Editor’s Note: Many TOPBOTS readers have asked us for advice on learning modern techniques like deep learning and getting jobs in AI. No one knows more about this subject than Rachel Thomas, deep learning researcher and co-founder of Fast.ai. Fast.ai is committed to democratizing practical AI education globally and offers popular MOOCs to get you ramped up fast. Without further ado, I’ll let Rachel share her wisdom about starting a career in AI without a machine learning PhD.
I was recently asked questions by two readers with diametrically opposed premises: one was excited that machine learning is now “automated” by services like Google Cloud, the other was concerned that machine learning takes too many years of prerequisite study, citing a popular Hacker News thread as his source.
Many people are having trouble navigating the hype and intimidating “AI is an exclusive tool for geniuses” warnings. AI is a hard topic for journalists to cover and sadly many misrepresentations are spread. Just read this extreme example by Stephen Merity detailing how DeepCoder was misconstrued in the media.

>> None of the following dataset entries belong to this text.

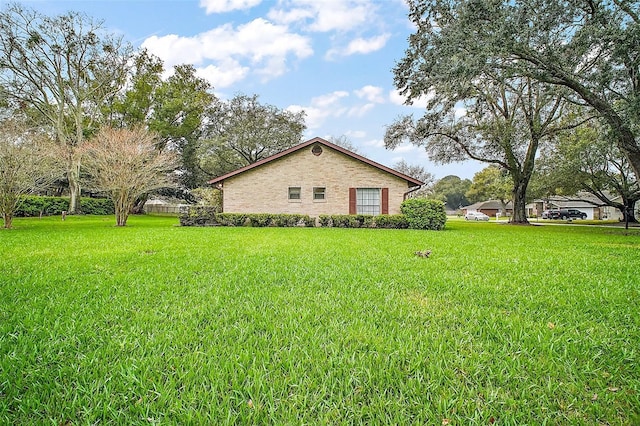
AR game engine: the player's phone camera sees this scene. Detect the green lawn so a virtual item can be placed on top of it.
[0,217,640,425]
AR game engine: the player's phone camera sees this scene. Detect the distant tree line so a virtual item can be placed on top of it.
[385,0,640,223]
[0,3,306,228]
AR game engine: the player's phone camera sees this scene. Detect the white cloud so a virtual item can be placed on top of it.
[362,139,384,148]
[287,91,349,130]
[345,130,367,139]
[389,90,434,108]
[354,85,384,104]
[325,34,391,59]
[268,0,376,32]
[200,0,262,15]
[196,59,249,89]
[347,103,375,117]
[142,18,313,84]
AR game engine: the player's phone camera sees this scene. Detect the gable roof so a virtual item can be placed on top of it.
[462,200,513,211]
[208,137,424,186]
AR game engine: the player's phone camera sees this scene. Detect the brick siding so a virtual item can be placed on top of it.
[223,145,409,217]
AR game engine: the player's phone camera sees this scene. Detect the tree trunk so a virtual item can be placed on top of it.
[620,199,638,228]
[509,173,529,225]
[67,154,82,214]
[113,194,133,226]
[2,213,13,229]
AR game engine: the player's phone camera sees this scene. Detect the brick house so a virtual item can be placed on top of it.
[209,138,423,217]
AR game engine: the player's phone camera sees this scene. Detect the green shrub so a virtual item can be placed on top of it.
[178,206,218,226]
[400,198,447,231]
[318,214,409,229]
[375,214,409,229]
[80,198,115,215]
[16,195,114,217]
[179,206,316,228]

These two opposing sentiments – one believing machine learning is easy, and one considering it impossible – may seem unrelated, but both misconceptions are propagated by those working in the AI industry who have skewed incentives to either:
- Convince you to buy their general purpose machine learning API (none of which have been good for anything other than getting acqui-hired).
- Convince you that what they’re doing is so complicated, hard, and exclusive, that us mere mortals have no chance of understanding their sorcery. (This is such a common theme that recently a reddit parody of it was voted to the top of the machine learning page: A super harsh guide to machine learning)
Advancements in machine learning are coming rapidly, but for now, you need to be able to code to effectively use the technology. We’ve found from our free online course Practical Deep Learning for Coders that it takes about 70 hours of study to become an effective deep learning practitioner.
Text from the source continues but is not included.